What a UUID v4 actually is
A UUID (universally unique identifier) is a 128-bit number written as 32 hexadecimal digits in the familiar 8-4-4-4-12 pattern — 36 characters counting the hyphens. Version 4 is the random flavor: 4 bits encode the version, 2 encode the variant, and the remaining 122 bits come straight from a cryptographic random generator. That leaves two fingerprints you can spot by eye: the third group always starts with a 4, and the fourth with 8, 9, a or b.
The point is decentralization: any process on any machine can mint an ID with no coordination, no counter, no central authority — and still treat it as unique. That is why UUIDs show up as database primary keys, API resource IDs, object names in cloud storage, and trace IDs in distributed systems.
How to use this generator
- Set how many UUIDs you need, from 1 to 100.
- Pick lowercase (the canonical form) or UPPERCASE.
- Hit Generate — results appear instantly.
- Copy one UUID with the button next to it, or Copy all to grab the batch, one per line, ready for a script or seed file.
Everything runs locally through crypto.randomUUID(), backed by the operating system’s CSPRNG — nothing is uploaded anywhere.
Worked example: reading a UUID
Take the well-known sample UUID f47ac10b-58cc-4372-a567-0e02b2c3d479. The third group, 4372, starts with 4: the version marker for v4. The fourth group, a567, starts with a — 1010 in binary — whose leading 10 is the RFC variant marker. The other 30 digits carry random data.
The math behind “practically unique”
With 122 random bits there are 2^122 possible values, about 5.3 × 10^36. Collisions follow the birthday problem: you would need roughly 1.18 × 2^61 ≈ 2.7 × 10^18 UUIDs — about 2.7 quintillion — before the odds of even one duplicate reach 50%. Generating a million UUIDs every second, that stockpile would take about 86,000 years.

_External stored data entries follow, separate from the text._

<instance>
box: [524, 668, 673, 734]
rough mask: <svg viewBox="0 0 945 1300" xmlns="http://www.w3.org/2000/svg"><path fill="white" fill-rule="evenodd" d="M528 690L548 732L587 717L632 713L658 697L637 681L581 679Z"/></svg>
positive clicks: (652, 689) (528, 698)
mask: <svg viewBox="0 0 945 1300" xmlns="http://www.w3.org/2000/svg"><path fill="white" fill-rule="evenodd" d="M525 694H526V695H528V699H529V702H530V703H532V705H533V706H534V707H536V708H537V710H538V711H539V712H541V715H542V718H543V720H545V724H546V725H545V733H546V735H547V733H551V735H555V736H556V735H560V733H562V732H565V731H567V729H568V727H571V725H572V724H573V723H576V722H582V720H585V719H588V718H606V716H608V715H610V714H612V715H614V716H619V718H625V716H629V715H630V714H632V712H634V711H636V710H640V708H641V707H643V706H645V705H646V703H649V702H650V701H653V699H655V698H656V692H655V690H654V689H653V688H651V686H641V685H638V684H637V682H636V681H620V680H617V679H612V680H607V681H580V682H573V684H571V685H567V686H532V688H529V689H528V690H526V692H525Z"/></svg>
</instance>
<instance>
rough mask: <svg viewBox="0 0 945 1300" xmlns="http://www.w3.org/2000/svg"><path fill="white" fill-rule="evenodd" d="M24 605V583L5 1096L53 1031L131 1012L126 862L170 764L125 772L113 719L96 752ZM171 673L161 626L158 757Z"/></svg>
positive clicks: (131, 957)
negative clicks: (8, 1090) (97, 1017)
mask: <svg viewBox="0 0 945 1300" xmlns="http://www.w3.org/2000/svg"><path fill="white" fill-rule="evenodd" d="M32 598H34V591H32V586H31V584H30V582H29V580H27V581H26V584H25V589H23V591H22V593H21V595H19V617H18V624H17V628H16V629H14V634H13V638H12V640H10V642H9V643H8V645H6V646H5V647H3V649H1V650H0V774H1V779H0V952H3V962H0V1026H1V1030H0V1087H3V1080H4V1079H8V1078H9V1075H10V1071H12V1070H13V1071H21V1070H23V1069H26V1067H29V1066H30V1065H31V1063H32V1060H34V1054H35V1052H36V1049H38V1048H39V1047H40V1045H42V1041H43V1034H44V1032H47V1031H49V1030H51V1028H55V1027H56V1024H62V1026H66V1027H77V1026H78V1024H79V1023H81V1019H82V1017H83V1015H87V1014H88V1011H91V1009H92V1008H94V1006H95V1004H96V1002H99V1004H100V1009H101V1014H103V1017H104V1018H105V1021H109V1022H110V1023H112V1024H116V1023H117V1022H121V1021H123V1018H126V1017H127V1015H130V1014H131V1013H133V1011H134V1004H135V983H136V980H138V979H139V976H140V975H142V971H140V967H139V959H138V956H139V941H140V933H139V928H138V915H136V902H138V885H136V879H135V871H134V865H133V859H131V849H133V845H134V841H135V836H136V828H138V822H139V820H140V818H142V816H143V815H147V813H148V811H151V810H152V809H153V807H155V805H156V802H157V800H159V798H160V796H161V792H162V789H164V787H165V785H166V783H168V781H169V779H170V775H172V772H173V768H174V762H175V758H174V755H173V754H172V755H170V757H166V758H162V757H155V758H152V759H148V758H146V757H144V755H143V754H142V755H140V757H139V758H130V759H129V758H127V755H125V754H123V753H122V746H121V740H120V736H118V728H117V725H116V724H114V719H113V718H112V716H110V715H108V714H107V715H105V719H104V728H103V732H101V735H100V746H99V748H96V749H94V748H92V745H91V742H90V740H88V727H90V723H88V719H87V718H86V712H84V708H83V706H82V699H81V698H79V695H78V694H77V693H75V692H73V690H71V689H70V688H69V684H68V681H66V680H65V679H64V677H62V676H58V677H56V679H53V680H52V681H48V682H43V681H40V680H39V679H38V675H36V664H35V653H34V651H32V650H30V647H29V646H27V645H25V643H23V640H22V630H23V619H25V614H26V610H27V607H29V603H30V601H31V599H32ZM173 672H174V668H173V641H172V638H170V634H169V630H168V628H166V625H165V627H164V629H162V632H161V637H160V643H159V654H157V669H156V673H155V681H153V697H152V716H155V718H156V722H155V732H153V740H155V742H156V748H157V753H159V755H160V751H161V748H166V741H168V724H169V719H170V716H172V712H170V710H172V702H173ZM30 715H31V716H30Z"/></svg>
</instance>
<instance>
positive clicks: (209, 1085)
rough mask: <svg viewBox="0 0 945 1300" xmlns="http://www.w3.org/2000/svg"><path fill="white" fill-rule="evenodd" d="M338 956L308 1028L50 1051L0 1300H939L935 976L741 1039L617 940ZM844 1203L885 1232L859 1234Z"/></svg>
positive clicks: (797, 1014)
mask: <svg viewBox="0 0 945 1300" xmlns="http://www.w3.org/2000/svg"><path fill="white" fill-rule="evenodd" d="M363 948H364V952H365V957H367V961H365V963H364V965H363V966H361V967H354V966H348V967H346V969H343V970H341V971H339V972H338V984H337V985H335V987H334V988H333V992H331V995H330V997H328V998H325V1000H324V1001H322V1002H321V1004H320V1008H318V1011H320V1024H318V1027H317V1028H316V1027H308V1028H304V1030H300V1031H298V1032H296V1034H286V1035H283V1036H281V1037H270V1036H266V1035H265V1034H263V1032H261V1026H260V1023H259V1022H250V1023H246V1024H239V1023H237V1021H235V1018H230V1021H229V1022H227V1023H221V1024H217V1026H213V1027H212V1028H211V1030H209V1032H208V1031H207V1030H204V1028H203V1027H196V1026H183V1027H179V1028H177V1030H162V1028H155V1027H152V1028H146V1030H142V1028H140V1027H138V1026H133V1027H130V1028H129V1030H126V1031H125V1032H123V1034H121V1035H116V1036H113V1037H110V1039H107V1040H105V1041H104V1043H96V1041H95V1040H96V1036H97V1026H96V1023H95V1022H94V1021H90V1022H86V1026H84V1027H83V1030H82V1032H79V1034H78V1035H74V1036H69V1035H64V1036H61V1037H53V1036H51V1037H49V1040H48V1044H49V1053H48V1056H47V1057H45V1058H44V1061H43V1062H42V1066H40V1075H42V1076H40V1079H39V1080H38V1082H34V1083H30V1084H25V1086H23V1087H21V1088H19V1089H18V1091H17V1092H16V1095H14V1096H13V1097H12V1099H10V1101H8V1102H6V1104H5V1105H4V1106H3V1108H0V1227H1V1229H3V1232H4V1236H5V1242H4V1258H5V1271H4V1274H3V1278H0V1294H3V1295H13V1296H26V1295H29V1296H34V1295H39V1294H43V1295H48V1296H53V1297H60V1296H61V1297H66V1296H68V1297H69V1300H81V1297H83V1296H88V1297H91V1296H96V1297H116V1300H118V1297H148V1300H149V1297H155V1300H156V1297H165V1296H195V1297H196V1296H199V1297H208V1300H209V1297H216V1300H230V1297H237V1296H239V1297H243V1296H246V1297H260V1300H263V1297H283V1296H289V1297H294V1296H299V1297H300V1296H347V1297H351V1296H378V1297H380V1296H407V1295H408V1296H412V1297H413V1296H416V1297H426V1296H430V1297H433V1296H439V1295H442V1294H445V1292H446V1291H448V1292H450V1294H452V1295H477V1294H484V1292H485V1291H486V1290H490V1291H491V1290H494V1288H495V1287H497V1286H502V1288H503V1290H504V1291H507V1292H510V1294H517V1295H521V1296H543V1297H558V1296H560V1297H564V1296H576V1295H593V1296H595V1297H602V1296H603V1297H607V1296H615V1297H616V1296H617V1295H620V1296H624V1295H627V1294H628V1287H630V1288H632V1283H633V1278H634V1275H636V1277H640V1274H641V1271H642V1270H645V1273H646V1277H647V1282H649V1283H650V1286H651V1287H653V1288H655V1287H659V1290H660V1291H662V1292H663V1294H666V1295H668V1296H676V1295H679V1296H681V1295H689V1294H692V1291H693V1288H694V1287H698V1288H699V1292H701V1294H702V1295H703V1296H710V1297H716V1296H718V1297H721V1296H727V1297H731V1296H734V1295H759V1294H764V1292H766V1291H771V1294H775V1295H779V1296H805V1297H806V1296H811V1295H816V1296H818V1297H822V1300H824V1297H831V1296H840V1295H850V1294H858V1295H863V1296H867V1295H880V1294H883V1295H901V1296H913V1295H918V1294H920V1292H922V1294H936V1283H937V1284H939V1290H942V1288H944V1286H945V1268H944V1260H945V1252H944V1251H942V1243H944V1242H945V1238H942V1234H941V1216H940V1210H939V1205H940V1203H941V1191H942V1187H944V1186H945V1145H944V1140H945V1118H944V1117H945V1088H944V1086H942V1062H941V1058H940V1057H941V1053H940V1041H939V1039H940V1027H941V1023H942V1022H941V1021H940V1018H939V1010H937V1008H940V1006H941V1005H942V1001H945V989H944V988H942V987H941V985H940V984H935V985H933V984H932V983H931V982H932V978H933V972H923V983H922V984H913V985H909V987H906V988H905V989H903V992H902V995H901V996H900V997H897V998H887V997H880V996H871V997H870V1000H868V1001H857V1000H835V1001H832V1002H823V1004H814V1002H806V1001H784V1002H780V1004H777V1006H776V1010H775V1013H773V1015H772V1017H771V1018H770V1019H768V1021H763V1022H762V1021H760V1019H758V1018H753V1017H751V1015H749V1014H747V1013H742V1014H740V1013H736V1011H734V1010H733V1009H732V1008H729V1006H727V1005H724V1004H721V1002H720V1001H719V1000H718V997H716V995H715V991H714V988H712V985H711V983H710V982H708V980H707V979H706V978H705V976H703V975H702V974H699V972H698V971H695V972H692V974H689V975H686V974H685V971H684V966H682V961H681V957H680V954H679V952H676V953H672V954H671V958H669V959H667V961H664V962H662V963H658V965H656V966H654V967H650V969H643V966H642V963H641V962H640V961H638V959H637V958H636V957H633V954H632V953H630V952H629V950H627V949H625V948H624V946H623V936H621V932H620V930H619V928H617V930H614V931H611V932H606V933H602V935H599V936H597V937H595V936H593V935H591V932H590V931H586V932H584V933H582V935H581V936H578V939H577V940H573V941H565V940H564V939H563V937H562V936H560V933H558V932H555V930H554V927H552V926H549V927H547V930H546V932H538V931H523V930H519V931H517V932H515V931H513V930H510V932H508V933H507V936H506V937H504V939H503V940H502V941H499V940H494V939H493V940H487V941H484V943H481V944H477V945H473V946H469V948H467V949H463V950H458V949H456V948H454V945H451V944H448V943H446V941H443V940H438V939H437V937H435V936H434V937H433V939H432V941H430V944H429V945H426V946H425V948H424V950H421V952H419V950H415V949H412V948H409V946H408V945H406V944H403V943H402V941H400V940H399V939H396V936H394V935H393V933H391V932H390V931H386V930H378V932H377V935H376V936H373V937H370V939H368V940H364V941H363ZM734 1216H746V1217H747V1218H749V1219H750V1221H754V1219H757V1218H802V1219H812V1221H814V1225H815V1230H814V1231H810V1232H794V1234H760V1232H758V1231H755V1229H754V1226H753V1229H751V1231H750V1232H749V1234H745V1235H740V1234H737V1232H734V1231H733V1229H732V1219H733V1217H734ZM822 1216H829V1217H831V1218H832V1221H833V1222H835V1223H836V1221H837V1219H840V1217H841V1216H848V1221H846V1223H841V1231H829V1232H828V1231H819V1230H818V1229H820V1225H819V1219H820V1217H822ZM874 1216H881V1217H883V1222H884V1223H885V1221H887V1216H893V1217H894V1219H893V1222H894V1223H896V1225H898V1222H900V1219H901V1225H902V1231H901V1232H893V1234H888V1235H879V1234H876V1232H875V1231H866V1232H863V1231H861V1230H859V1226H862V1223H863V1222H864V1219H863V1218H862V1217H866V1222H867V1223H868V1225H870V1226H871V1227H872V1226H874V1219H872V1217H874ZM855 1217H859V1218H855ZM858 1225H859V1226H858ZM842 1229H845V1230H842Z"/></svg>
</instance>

Another way to see it: if all 8 billion people on Earth each generated one million UUIDs (8 × 10^15 in total), the chance of a single collision — about n² divided by 2^123 — would be roughly 6 × 10^-6, or 0.0006%: about 1 in 166,000. For real applications the risk is negligible.
UUID versions at a glance
| Version | Built from | Time-sortable | Typical use |
|---|---|---|---|
| v1 | Timestamp + MAC address | Partially | Legacy systems |
| v4 | 122 random bits | No | General-purpose IDs |
| v5 | SHA-1 hash of a name | No | Deterministic, repeatable IDs |
| v7 | Unix timestamp + random bits | Yes | Database primary keys |
Frequently asked questions
UUID v4 vs v7 — which should I use?
v7 embeds the creation time in its leading bits, so v7 UUIDs sort chronologically. That makes them friendlier to B-tree indexes: new rows land at the end instead of scattering, which helps insert performance. Pick v7 for database primary keys; stick with v4 when ordering is irrelevant or you’d rather not leak creation timestamps.
Is a v4 UUID really unique?
Not by mathematical guarantee — uniqueness is probabilistic. But collision odds sit far below everyday failure modes, so the industry treats v4 UUIDs as unique. If you ever meet a “duplicate UUID”, the cause is almost certainly a cloning or copy-paste bug, not random chance.
Are UUID and GUID different things?
No — GUID (globally unique identifier) is simply Microsoft’s name for the same 128-bit standard, common in .NET, SQL Server and the Windows registry. You may see GUIDs in uppercase or wrapped in curly braces, but the value is interchangeable with a UUID.
Can someone guess a UUID? Can I use one as a secret?
UUIDs from crypto.randomUUID() come from a cryptographically secure generator, so they are not predictable in practice. Even so, treat them as identifiers, not secrets: the UUID spec does not require unpredictability from every implementation, and IDs leak into logs, URLs and analytics. For session tokens or API keys, use a purpose-built token generator instead.